Depending on the severity of involvement it may involve:
1. Tympanoplasty which may be simply myringoplasty (ear drum perforation repair using patient’s temporalis fascia) or Tympanoplasty (repair of ear drum perforation along with reconstructing the middle ear bones called ossicles aka Ossiculoplasty which can be done as a primary surgery or as a second stage surgery)
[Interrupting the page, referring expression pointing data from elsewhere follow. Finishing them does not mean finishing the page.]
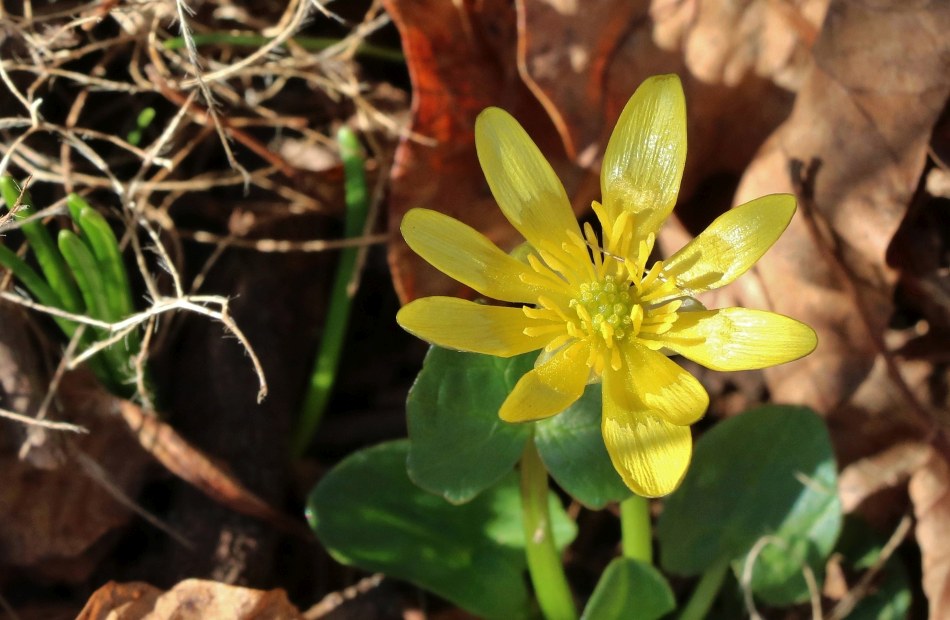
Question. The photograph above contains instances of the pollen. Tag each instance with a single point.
(605, 310)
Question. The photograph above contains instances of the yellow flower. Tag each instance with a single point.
(591, 305)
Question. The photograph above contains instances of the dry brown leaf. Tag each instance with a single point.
(191, 599)
(461, 59)
(861, 124)
(54, 512)
(723, 42)
(888, 469)
(196, 468)
(930, 494)
(865, 113)
(581, 63)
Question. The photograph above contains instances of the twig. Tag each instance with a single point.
(825, 239)
(48, 424)
(846, 605)
(102, 478)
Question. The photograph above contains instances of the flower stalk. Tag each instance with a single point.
(544, 562)
(636, 538)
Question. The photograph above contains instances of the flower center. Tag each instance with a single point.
(607, 309)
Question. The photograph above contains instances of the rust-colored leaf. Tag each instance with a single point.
(724, 42)
(461, 59)
(863, 119)
(54, 511)
(190, 599)
(196, 468)
(930, 494)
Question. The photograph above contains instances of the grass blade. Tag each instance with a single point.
(324, 370)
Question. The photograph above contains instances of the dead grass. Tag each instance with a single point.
(224, 97)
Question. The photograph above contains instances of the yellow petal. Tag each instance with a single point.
(643, 164)
(463, 253)
(550, 388)
(521, 180)
(739, 338)
(653, 380)
(731, 244)
(650, 454)
(466, 326)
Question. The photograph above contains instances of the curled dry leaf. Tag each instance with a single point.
(865, 114)
(190, 599)
(766, 38)
(861, 125)
(930, 494)
(461, 59)
(196, 468)
(54, 516)
(566, 63)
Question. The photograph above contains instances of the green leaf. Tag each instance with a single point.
(87, 273)
(367, 513)
(101, 240)
(890, 597)
(630, 589)
(44, 249)
(572, 448)
(767, 476)
(458, 445)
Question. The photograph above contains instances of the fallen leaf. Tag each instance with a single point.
(461, 59)
(53, 516)
(196, 468)
(930, 493)
(723, 42)
(554, 65)
(865, 113)
(189, 599)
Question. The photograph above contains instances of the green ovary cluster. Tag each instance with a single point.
(608, 309)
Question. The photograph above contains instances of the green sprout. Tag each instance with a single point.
(82, 274)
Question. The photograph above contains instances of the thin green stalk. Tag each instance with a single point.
(89, 278)
(706, 590)
(101, 240)
(323, 375)
(311, 44)
(44, 249)
(544, 561)
(635, 529)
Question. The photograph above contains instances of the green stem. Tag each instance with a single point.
(323, 375)
(706, 590)
(635, 529)
(544, 561)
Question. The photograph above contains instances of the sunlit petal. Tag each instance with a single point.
(739, 339)
(643, 164)
(653, 380)
(731, 244)
(467, 326)
(550, 388)
(465, 254)
(521, 180)
(650, 454)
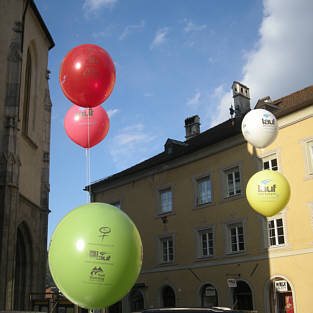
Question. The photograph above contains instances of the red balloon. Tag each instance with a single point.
(86, 127)
(87, 75)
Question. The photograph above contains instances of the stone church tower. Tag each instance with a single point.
(25, 113)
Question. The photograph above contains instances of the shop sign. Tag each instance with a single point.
(281, 285)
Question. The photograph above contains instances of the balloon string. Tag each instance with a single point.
(88, 174)
(88, 165)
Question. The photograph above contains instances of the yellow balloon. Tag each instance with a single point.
(268, 192)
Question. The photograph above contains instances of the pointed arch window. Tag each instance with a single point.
(27, 93)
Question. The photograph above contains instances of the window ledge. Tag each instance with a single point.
(160, 215)
(167, 264)
(237, 253)
(205, 258)
(235, 197)
(308, 177)
(204, 205)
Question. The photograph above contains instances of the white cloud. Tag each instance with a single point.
(106, 32)
(112, 112)
(281, 62)
(130, 28)
(195, 100)
(191, 27)
(92, 6)
(159, 38)
(129, 143)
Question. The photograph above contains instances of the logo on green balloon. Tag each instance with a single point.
(93, 266)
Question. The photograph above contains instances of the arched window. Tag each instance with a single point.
(242, 296)
(27, 93)
(208, 296)
(168, 297)
(136, 301)
(23, 268)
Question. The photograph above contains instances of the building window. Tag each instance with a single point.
(204, 191)
(166, 203)
(236, 237)
(233, 184)
(308, 156)
(271, 164)
(168, 297)
(117, 204)
(27, 93)
(276, 236)
(167, 249)
(136, 301)
(206, 241)
(208, 296)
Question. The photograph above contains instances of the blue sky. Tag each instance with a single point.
(173, 59)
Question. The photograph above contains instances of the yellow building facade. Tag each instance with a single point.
(203, 244)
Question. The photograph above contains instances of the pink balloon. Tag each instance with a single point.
(86, 126)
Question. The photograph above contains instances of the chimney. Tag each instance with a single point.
(241, 97)
(192, 126)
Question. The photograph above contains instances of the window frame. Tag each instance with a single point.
(228, 236)
(159, 211)
(197, 190)
(224, 181)
(199, 231)
(161, 240)
(307, 147)
(276, 235)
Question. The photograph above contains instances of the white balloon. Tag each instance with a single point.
(259, 127)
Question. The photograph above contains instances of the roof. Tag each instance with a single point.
(42, 24)
(213, 135)
(288, 104)
(227, 129)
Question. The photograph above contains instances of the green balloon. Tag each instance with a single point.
(95, 255)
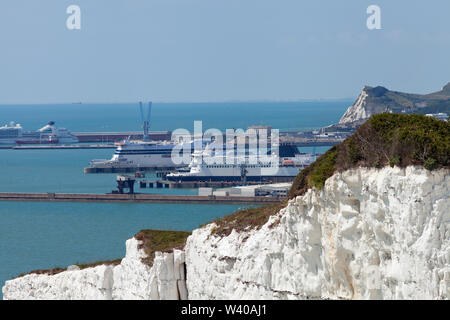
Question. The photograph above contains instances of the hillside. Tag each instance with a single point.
(374, 100)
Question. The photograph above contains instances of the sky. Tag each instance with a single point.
(219, 50)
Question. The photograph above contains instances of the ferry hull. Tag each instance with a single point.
(125, 169)
(231, 178)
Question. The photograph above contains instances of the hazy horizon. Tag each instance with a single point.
(219, 51)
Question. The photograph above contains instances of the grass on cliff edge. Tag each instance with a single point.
(152, 241)
(385, 139)
(158, 240)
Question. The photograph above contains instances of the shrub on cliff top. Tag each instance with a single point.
(159, 240)
(385, 139)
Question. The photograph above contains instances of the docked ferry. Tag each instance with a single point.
(209, 167)
(135, 155)
(14, 134)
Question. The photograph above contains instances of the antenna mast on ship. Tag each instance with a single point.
(146, 120)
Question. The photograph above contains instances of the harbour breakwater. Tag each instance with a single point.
(135, 198)
(368, 234)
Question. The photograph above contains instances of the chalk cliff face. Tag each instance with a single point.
(374, 100)
(368, 234)
(130, 280)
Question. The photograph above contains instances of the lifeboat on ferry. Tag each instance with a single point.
(46, 140)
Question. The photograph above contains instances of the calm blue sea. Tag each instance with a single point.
(46, 235)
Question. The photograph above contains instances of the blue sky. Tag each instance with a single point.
(216, 50)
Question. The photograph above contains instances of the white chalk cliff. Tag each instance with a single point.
(130, 280)
(368, 234)
(363, 108)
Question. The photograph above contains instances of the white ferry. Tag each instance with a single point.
(135, 155)
(207, 167)
(14, 134)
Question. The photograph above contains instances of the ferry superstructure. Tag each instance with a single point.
(207, 167)
(135, 155)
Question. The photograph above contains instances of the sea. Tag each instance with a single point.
(39, 235)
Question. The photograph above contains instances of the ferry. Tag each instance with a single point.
(210, 167)
(49, 134)
(135, 155)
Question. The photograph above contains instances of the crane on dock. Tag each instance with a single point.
(145, 120)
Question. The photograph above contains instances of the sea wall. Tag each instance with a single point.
(368, 234)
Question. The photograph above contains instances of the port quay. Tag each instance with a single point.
(106, 140)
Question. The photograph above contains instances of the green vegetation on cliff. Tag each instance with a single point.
(158, 240)
(385, 139)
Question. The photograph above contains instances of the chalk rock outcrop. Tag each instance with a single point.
(374, 100)
(131, 279)
(369, 234)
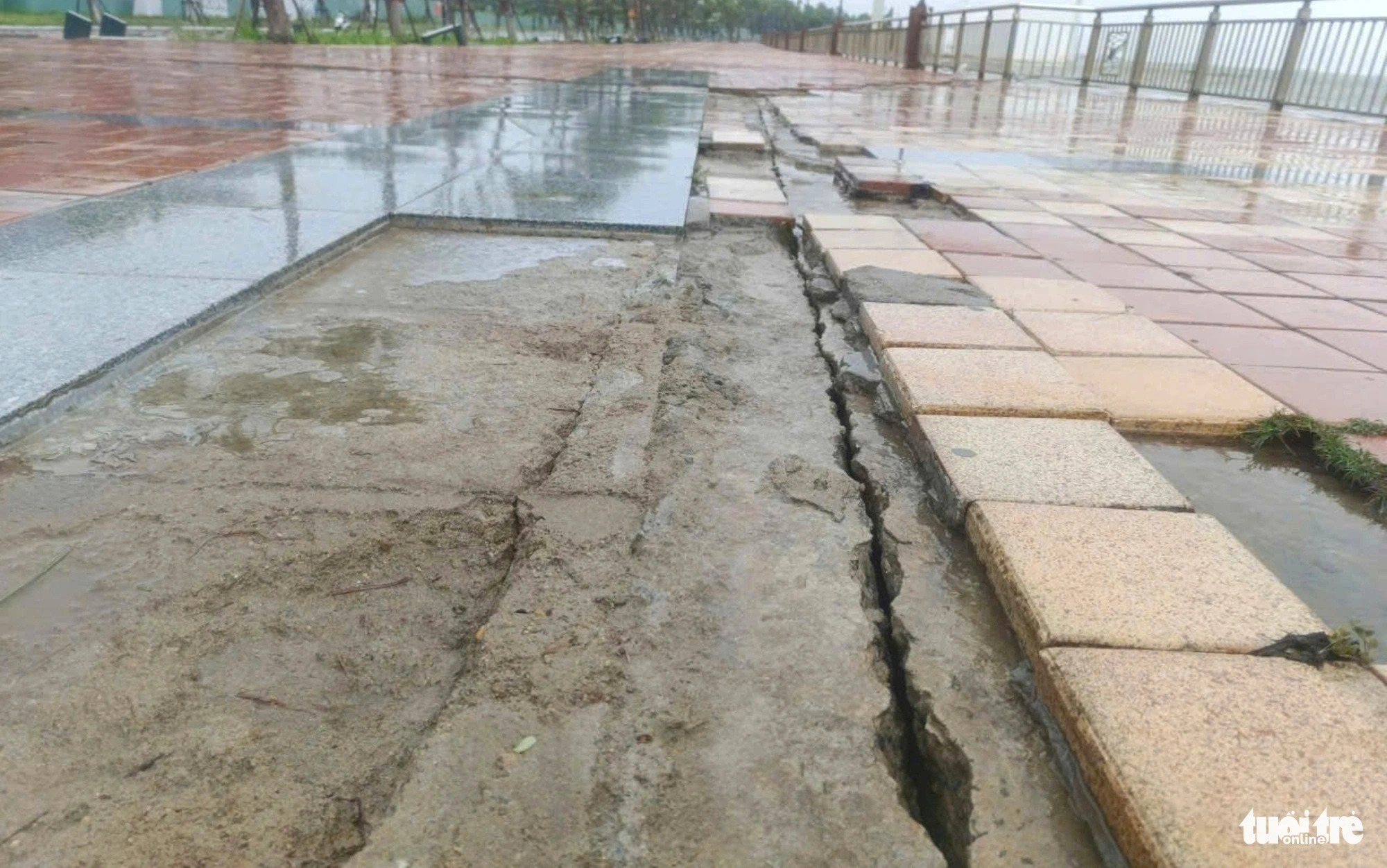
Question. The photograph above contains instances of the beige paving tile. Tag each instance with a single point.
(955, 327)
(913, 261)
(868, 239)
(744, 189)
(1131, 579)
(1178, 748)
(1042, 295)
(1038, 218)
(1173, 396)
(820, 223)
(1073, 462)
(1078, 333)
(985, 383)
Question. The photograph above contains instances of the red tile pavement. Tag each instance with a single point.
(1317, 313)
(1349, 286)
(1121, 275)
(1245, 282)
(1274, 347)
(1335, 396)
(1368, 346)
(1173, 307)
(1194, 257)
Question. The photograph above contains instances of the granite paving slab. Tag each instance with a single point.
(1181, 748)
(1131, 579)
(1071, 462)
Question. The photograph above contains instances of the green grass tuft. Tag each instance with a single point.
(1332, 449)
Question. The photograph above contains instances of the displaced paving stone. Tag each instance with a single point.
(740, 211)
(1173, 396)
(737, 141)
(1131, 579)
(1077, 333)
(1178, 748)
(956, 327)
(868, 239)
(913, 261)
(1041, 295)
(872, 284)
(1071, 462)
(822, 223)
(744, 189)
(985, 383)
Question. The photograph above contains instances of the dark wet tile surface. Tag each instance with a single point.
(89, 282)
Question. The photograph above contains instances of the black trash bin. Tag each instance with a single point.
(77, 27)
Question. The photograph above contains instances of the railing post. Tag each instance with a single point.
(1202, 66)
(1092, 58)
(963, 20)
(1144, 45)
(1293, 46)
(913, 34)
(940, 40)
(983, 56)
(1009, 67)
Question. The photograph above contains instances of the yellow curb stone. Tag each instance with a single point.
(913, 261)
(1045, 295)
(955, 327)
(1173, 396)
(1131, 579)
(1076, 333)
(985, 383)
(1073, 462)
(1178, 748)
(823, 223)
(868, 239)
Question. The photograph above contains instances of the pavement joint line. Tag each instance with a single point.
(1128, 808)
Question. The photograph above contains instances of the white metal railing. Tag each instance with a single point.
(1282, 55)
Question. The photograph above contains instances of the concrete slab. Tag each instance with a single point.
(1131, 579)
(1041, 295)
(985, 383)
(956, 327)
(1035, 461)
(913, 261)
(1180, 748)
(890, 286)
(1173, 396)
(868, 239)
(1078, 333)
(822, 223)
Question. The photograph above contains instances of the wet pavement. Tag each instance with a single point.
(91, 284)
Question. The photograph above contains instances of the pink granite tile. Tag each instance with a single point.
(1005, 267)
(1311, 264)
(1349, 286)
(1368, 346)
(1174, 307)
(1123, 275)
(1334, 396)
(1250, 284)
(1317, 313)
(966, 238)
(1277, 347)
(1195, 257)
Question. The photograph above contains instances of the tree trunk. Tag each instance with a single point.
(277, 21)
(393, 19)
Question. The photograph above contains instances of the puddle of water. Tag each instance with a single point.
(354, 388)
(1310, 529)
(483, 257)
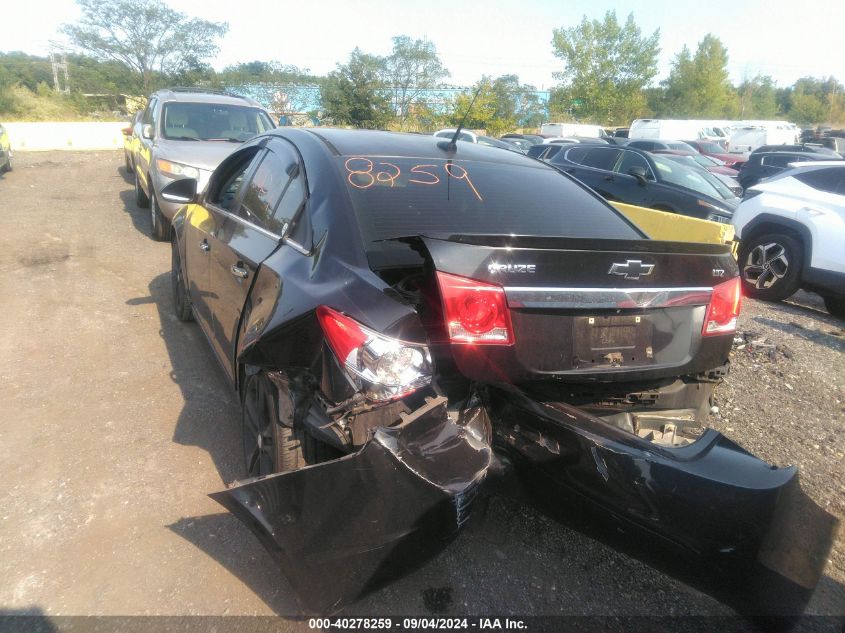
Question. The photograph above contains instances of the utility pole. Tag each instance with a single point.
(59, 64)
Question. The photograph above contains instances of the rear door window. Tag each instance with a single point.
(265, 189)
(780, 160)
(603, 158)
(632, 159)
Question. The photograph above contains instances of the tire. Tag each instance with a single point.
(269, 446)
(141, 199)
(181, 298)
(836, 306)
(770, 266)
(159, 226)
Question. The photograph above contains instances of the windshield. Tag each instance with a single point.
(711, 148)
(213, 122)
(695, 178)
(395, 197)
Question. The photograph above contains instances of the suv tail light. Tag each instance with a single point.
(384, 368)
(475, 312)
(724, 307)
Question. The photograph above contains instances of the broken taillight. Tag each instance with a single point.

2. If cholesteatoma is present that a more radical procedure needs to be done. It can broadly be classified as
a. Canal wall down procedures: they make the mastoid cavity open into the External ear canal such that the diseased area is fully exteriorised. Under this category are included- atticotomy, modified radical mastoidectomy and less commonly the most aggressive variant i.e. radical mastoidectomy
b. Canal wall up procedures: the posterior meatal wall is left intact and there is a combined meatus and mastoid approach taken such that an open mastoid cavity is avoided. Although this provides a dry ear, there are higher chances of residual and recurrent cholesteatoma and long term follow up becomes imperative. In combined approach mastoidectomy, permeatal disease removal is combined with cortical mastoidectomy and posterior tympanotomy in which a window is created between the mastoid and middle ear through the facial recess to reach the sinus tympani.
Images illustrating Tympanic membrane perforation and repair by cortical mastoidectomy and myringoplasty in a case of Chronic Otitis media Tubotympanic type
(1) Schilder AG, Chonmaitree T, Cripps AW, Rosenfeld RM, Casselbrant ML, Haggard MP, et al. Otitis media. Nature Reviews Disease Primers 2016;2:16063. [DOI: 10.1038/nrdp.2016.63]
(2) Mahadevan M, Navarro‐Locsin G, Tan HK, Yamanaka N, Sonsuwan N, Wang PC, et al. A review of the burden of disease due to otitis media in the Asia‐Pacific. International Journal of Pediatric Otorhinolaryngology 2012;76(5):623‐35. [DOI: 10.1016/j.ijporl.2012.02.031]
(3) Verhoeff M, Veen EL, Rovers MM, Sanders EA, Schilder AG. Chronic suppurative otitis media: a review. International Journal of Pediatric Otorhinolaryngology 2006;70(1):1‐12.
(4) McJunkin, J., Chole, R. Clinical Utility of MRI for Cholesteatoma Recurrence. Curr Surg Rep 2, 63 (2014). https://doi.org/10.1007/s40137-014-0063-0
(5) Macfadyen CA, Acuin JM, Gamble C; Systemic antibiotics versus topical treatments for chronically discharging ears with underlying eardrum perforations. Cochrane Database Syst Rev. 2006 Jan 25(1):CD005608.
(6) Harris AS, Elhassan HA, Flook EP. Why are ototopical aminoglycosides still first-line therapy for chronic suppurative otitis media? A systematic review and discussion of aminoglycosides versus quinolones. J Laryngol Otol. 2016 Jan;130(1):2-7.